What is causing the fatigue?  We wish we knew.  The Doctors wish they knew.  Could it be the meds?  Possibly.  Could it be the increased pressure in his head? Sure.  Could it be the seizures?  Again, it’s a possibility.  The fact is, he has been like this before when seizures and medication weren’t in the picture.  Both the seizures and the meds won’t help it indeed.

It’s so difficult to write so much out and so that many will understand.  It’s easier to inform verbally, but I will do my best.  I have considered doing videos instead of writing for updates, I may still, we’ll see.

Fatigue is causing issue and concern with eating and drinking.  He’s so tired, that it’s taking 2-3 hours to get through meals and drinking.  Tiring, not only for him, but for the caregivers as well.  The decreased alertness and increased sleepiness while eating and drinking can become a serious health and safety issue for Patrick.  Not being awake enough to chew and swallow properly can cause him to cough and choke and potentially aspirate.  Chances of pneumonia increase with aspiration, something he can’t get.  We’ve been lucky thus far, but he does cough alot when trying to eat and stay awake enough.  He wants to eat, but it tires him so much.  It’s alot of work to co-ordinate chewing and swallowing, something many of us don’t realize or think about.

A consult for a feeding assessment is being done as well as a recommendation that Patrick have a G Tube put in.  The G Tube will not be to replace his eating, but to help.  He will still eat what he wants and can, but in a 20-30min time period.  Anything after that will be done by the G Tube.

By doing this, the hope is to improve his quality of life, even if just a bit more and hope that it preserves some of his energy and that maybe his awake/alert periods could possibly start to become longer.

A social worker is going to be asked to become involved as well.  As I am usually the one who looks for information and resources for most things I need to know, I’m so tired, I’ve not had the energy to do a whole lot.  As Lisa (support services person) told me this morning, she has no doubt how tired I am (you just have to look at me) and that I am doing a great job and being a great advocate, but it will be nice to have someone else involved who can advocate for me/us and do that extra stuff for me.  Looking for information and resources.  A little reluctantly, I agreed.  Social work is apparently going to get me more information on Kids Country Club (their website is down), a respite for children who are technology dependent and medically fragile.

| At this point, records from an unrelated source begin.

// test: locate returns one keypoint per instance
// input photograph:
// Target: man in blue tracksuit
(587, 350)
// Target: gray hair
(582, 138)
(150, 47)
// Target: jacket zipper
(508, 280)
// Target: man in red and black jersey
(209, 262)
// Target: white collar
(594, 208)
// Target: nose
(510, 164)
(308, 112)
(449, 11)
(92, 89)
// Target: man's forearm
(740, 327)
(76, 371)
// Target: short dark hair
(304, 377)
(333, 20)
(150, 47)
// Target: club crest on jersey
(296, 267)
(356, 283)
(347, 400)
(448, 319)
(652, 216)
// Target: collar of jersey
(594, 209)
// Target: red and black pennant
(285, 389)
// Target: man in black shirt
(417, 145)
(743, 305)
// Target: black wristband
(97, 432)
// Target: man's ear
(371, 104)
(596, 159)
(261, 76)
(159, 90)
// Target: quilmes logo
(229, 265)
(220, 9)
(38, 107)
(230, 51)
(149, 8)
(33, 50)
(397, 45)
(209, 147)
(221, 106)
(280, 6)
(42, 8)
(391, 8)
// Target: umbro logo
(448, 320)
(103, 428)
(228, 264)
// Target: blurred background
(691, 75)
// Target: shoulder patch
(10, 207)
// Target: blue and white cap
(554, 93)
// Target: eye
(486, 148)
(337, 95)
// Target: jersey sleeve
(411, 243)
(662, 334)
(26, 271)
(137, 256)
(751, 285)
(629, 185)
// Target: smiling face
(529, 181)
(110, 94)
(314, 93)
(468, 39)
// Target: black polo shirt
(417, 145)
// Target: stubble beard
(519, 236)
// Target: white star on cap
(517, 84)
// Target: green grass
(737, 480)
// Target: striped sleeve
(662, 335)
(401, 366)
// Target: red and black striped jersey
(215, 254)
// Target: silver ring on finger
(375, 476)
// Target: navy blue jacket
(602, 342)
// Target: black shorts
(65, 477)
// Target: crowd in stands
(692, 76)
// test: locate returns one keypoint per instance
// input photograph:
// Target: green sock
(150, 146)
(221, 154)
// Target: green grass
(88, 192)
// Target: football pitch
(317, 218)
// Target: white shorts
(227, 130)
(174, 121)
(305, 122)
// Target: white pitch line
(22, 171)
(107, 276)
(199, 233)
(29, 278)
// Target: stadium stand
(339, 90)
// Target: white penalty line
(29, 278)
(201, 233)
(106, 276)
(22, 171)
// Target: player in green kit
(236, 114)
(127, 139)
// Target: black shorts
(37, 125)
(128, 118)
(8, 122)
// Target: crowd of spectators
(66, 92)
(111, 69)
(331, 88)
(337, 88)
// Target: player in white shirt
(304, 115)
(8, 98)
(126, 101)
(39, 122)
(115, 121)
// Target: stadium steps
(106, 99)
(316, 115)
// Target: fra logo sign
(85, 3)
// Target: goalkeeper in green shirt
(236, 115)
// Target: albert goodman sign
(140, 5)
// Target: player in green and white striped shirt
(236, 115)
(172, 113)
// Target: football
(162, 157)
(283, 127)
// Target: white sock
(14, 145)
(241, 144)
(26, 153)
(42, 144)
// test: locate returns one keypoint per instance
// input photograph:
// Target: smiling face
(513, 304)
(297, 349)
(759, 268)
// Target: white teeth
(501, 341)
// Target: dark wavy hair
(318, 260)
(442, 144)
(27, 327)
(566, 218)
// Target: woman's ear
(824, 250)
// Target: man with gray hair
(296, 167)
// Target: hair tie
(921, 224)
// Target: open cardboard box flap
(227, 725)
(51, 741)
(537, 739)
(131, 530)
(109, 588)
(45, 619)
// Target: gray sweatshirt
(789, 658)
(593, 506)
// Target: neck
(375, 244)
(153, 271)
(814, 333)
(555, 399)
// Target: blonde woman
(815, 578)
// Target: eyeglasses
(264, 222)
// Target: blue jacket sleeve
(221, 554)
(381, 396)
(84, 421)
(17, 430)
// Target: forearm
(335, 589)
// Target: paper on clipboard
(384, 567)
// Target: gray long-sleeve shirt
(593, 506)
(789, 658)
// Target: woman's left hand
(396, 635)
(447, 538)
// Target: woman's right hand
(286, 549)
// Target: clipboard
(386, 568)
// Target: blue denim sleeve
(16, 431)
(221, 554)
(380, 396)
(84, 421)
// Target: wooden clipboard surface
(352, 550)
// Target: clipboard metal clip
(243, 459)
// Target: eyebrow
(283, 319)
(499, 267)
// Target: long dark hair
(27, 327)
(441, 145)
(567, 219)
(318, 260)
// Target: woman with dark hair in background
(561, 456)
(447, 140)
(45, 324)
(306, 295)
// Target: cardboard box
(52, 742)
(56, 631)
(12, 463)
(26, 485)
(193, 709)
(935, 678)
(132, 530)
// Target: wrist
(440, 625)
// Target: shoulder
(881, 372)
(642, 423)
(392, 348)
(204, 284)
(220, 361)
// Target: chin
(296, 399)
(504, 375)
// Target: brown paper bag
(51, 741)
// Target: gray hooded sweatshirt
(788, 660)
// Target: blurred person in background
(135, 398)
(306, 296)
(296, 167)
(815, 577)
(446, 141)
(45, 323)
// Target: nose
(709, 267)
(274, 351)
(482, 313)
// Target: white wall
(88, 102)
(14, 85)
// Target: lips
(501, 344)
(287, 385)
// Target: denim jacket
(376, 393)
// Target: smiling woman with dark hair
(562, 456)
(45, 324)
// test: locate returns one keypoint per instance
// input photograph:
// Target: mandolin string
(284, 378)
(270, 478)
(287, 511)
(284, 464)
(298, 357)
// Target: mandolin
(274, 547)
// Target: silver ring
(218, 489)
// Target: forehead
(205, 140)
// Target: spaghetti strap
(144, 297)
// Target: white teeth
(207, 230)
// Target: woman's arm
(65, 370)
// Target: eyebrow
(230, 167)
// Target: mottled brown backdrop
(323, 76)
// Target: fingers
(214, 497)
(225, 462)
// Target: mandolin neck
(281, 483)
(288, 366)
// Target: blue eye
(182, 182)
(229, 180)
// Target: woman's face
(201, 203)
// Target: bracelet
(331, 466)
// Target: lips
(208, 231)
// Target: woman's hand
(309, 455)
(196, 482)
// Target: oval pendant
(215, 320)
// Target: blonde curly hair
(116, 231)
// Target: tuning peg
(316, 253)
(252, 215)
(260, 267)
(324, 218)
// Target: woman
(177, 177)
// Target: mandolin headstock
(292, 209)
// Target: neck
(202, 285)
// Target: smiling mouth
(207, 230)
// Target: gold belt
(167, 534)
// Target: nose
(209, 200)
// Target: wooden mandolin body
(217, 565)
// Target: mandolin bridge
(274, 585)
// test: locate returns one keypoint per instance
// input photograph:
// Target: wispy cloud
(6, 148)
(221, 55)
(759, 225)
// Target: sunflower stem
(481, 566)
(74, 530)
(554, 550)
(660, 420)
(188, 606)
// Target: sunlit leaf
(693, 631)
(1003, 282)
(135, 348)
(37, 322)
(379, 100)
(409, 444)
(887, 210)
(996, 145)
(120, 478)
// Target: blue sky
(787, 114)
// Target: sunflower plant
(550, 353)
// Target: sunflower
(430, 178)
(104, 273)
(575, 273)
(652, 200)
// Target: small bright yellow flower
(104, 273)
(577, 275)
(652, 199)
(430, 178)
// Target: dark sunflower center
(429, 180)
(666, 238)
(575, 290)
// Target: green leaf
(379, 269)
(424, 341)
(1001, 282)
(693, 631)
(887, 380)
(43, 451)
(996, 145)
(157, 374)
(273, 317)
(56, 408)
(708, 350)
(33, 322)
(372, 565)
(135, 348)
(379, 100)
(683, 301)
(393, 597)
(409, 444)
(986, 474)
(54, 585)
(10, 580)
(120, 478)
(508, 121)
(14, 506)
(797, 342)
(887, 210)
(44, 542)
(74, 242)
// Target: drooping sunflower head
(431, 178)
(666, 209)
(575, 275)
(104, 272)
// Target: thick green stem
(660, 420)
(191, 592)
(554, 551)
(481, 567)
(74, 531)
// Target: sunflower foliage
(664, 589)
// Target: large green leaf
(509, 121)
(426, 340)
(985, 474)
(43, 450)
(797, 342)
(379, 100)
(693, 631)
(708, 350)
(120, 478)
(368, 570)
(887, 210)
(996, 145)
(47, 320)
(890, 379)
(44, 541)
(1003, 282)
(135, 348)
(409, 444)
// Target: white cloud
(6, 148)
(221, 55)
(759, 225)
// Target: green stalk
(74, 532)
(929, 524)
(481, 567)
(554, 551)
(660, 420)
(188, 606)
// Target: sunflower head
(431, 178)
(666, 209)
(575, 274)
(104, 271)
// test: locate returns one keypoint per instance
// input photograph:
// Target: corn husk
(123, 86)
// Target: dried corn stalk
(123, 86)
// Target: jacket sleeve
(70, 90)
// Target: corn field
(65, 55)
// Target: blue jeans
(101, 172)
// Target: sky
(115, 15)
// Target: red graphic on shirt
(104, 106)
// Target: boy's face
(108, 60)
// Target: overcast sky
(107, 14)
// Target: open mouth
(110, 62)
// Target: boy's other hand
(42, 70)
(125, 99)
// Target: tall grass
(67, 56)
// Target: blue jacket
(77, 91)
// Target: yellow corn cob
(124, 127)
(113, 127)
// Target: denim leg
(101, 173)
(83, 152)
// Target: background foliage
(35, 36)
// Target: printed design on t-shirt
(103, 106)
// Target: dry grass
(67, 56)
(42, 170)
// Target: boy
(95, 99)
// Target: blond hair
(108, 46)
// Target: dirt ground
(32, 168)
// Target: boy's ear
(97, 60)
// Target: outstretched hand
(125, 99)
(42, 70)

I hope to hear from Neurology next week regarding the 24hr EEG.  My thought is now that with them deciding to put a G Tube in, it would make sense to co-ordinate the two since he will be in hospital 4-5 days with the G Tube.   Hopefully this will be done sooner than later, so this surgery can get done and he can start recovery and get better.

Lisa did make a point of saying that no one is thinking he will not make it.  The reality of it is though, this a very big, complex and complicated surgery and the risks are great.  Everyone needs to be prepared for ALL the possible outcomes.

I’m tired and can’t think of the rest at the moment, so I will sign off and update again later.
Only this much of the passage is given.